Consistent with the Government’s “Forward with Fairness” policy, the Transitional Bill proposes to ban the creation of any further AWAs. Instead it creates Interim Transitional Employment Agreements (“ITEAs”) which will cease operation on 31 December 2009. ITEAs will only be available to employers that on 1 December last year employed at least one worker under an individual employment agreement such as an AWA.
ITEAs will be subject to a no disadvantage test which will be applied by the Workplace Authority Director who will be required to ensure that a worker’s overall terms and conditions are not reduced in comparison with a “reference instrument”. ITEAs will operate from the date of lodgement, subject to them later failing the no disadvantage test.
However, AWAs made before the commencement of the new legislation, and lodged within 14 days will be able to operate until terminated or replaced. Expired AWAs can be terminated by either party on 90 days notice, and upon termination the employee would revert to the CA or award that applied in the workplace.
Collective union and non-union agreements must also pass a no disadvantage test prior to being approved by the Workplace Authority Director and will not commence operation if they fail “fundamental” requirements. The Transitional Bill also removes the concept of protected award conditions and allows CAs to incorporate terms from other industrial instruments into agreements.
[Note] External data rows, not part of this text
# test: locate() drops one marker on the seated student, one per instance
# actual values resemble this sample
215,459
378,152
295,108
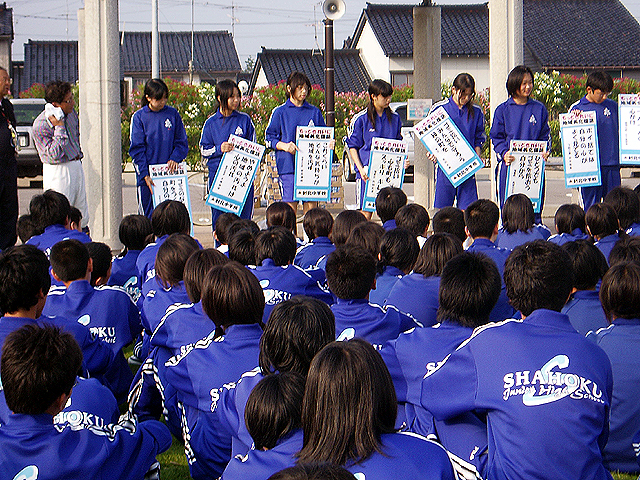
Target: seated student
583,307
38,369
417,293
620,296
317,224
398,252
603,226
416,353
569,223
348,416
272,416
481,219
279,278
415,218
518,223
351,274
547,393
233,300
388,201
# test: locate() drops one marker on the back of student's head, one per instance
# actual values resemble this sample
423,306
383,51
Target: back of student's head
469,289
69,260
39,364
620,292
274,408
570,217
24,275
50,208
450,220
481,218
317,222
170,217
413,217
196,268
438,249
276,243
172,257
589,264
399,248
517,214
349,401
297,329
232,295
344,224
388,201
538,275
626,204
350,272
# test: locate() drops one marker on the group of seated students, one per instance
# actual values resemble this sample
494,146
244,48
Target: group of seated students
471,345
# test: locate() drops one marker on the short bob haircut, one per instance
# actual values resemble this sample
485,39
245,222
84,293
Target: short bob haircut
273,408
297,329
620,292
469,289
231,295
517,214
538,275
349,402
436,252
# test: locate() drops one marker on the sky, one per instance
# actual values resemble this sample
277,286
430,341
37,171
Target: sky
289,24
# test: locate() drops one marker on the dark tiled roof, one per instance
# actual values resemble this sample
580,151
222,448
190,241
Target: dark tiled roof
350,73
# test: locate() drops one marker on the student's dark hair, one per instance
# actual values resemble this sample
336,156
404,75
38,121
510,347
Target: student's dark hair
367,235
538,275
626,204
413,217
398,248
349,402
100,254
469,289
38,365
232,295
438,249
600,80
223,223
570,217
24,273
378,87
69,260
517,214
620,292
388,201
317,222
297,329
481,218
450,220
172,257
344,224
196,268
276,243
50,208
154,88
273,408
170,217
350,272
56,91
516,77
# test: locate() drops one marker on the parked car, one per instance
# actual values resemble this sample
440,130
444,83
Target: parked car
26,110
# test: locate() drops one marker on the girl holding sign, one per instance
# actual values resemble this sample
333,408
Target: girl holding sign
214,140
376,121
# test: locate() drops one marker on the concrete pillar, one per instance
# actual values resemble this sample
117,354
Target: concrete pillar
99,71
426,84
505,52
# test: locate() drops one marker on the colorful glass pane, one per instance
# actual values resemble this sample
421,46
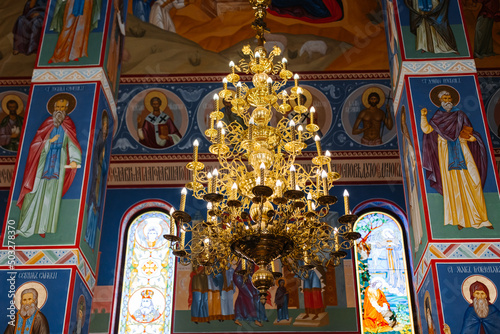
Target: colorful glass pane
383,287
146,302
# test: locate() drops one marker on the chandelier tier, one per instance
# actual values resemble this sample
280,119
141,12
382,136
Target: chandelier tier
262,205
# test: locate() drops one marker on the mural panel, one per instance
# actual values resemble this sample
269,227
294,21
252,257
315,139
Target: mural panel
55,150
382,274
468,294
460,181
36,300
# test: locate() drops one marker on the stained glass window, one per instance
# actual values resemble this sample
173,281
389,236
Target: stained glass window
147,294
383,285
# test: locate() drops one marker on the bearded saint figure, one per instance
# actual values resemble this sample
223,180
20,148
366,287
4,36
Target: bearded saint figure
29,319
455,164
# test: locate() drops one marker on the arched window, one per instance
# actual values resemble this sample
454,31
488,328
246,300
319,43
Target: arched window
146,304
381,268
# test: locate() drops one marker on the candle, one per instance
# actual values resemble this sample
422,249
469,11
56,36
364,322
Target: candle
222,136
346,201
292,126
183,199
278,188
195,149
329,164
216,102
325,185
215,174
336,234
251,123
219,131
183,236
233,190
318,144
262,170
238,90
309,202
301,129
172,221
209,177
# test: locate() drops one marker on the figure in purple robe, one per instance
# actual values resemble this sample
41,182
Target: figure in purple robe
158,130
28,27
456,162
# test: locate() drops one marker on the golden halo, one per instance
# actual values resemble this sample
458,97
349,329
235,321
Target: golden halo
7,98
367,93
309,99
62,96
480,278
39,287
158,94
455,96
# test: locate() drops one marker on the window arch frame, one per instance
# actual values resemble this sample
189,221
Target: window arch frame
126,221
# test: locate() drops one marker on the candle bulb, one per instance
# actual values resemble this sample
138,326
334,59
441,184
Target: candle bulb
299,95
238,90
219,131
318,144
183,199
216,102
222,136
209,208
172,221
195,149
251,123
301,129
278,188
262,170
309,202
234,188
324,177
337,244
329,164
183,236
292,177
312,111
215,175
346,201
292,126
209,177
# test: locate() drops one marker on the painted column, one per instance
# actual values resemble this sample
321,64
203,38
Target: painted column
449,171
54,213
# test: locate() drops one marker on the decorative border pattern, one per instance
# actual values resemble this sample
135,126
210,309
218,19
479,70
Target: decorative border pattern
51,257
469,251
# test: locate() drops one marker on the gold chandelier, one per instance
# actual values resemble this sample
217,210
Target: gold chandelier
261,204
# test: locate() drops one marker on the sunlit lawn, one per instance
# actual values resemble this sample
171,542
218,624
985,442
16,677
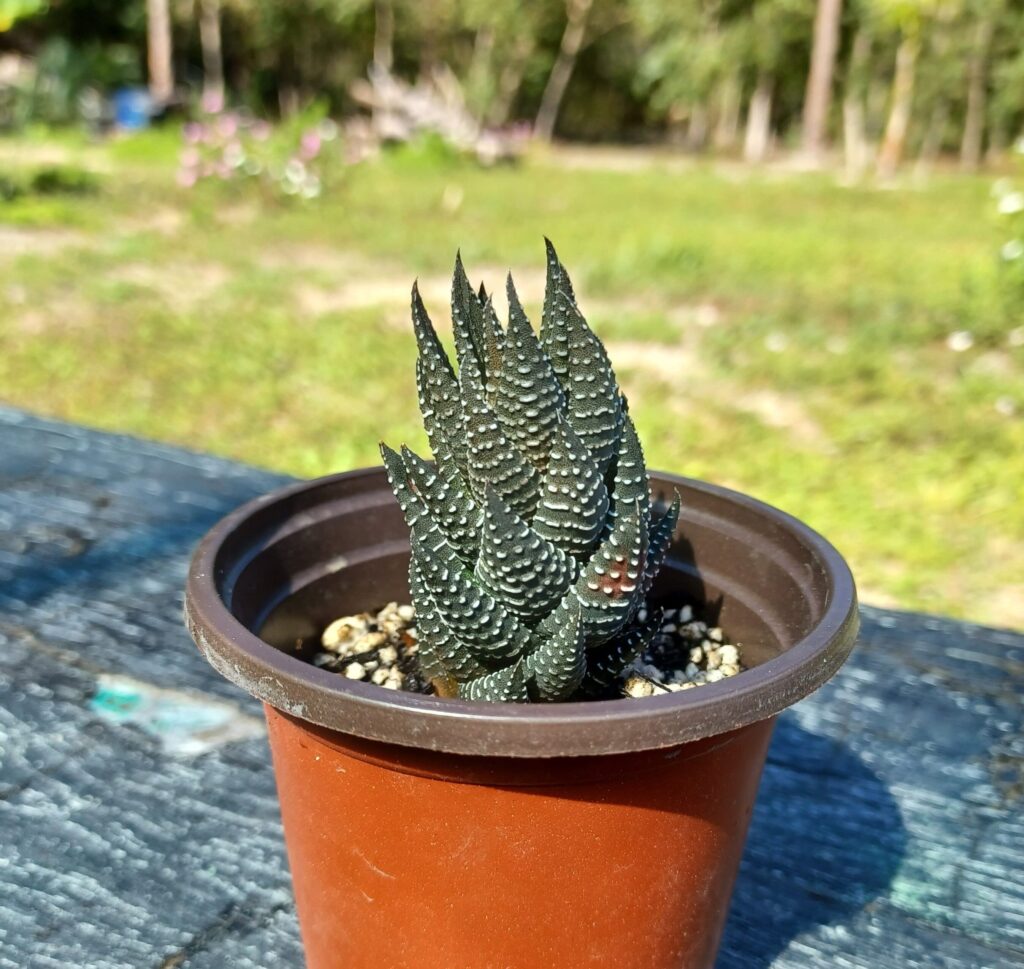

Further, the Transitional Bill commences the award modernisation process, by inserting a new part 10A into the Workplace Relations Act 1996 which requires award modernisation in accordance with a request from the Minister to the AIRC’s president, pursuant to which the AIRC would complete its modernisation process by the end of 2009. The AIRC will be required to publish an exposure draft of each modernised award and will have the power to hold conferences with unions and employer organizations when developing the draft. The finalised awards will have to be created by a full bench of the AIRC.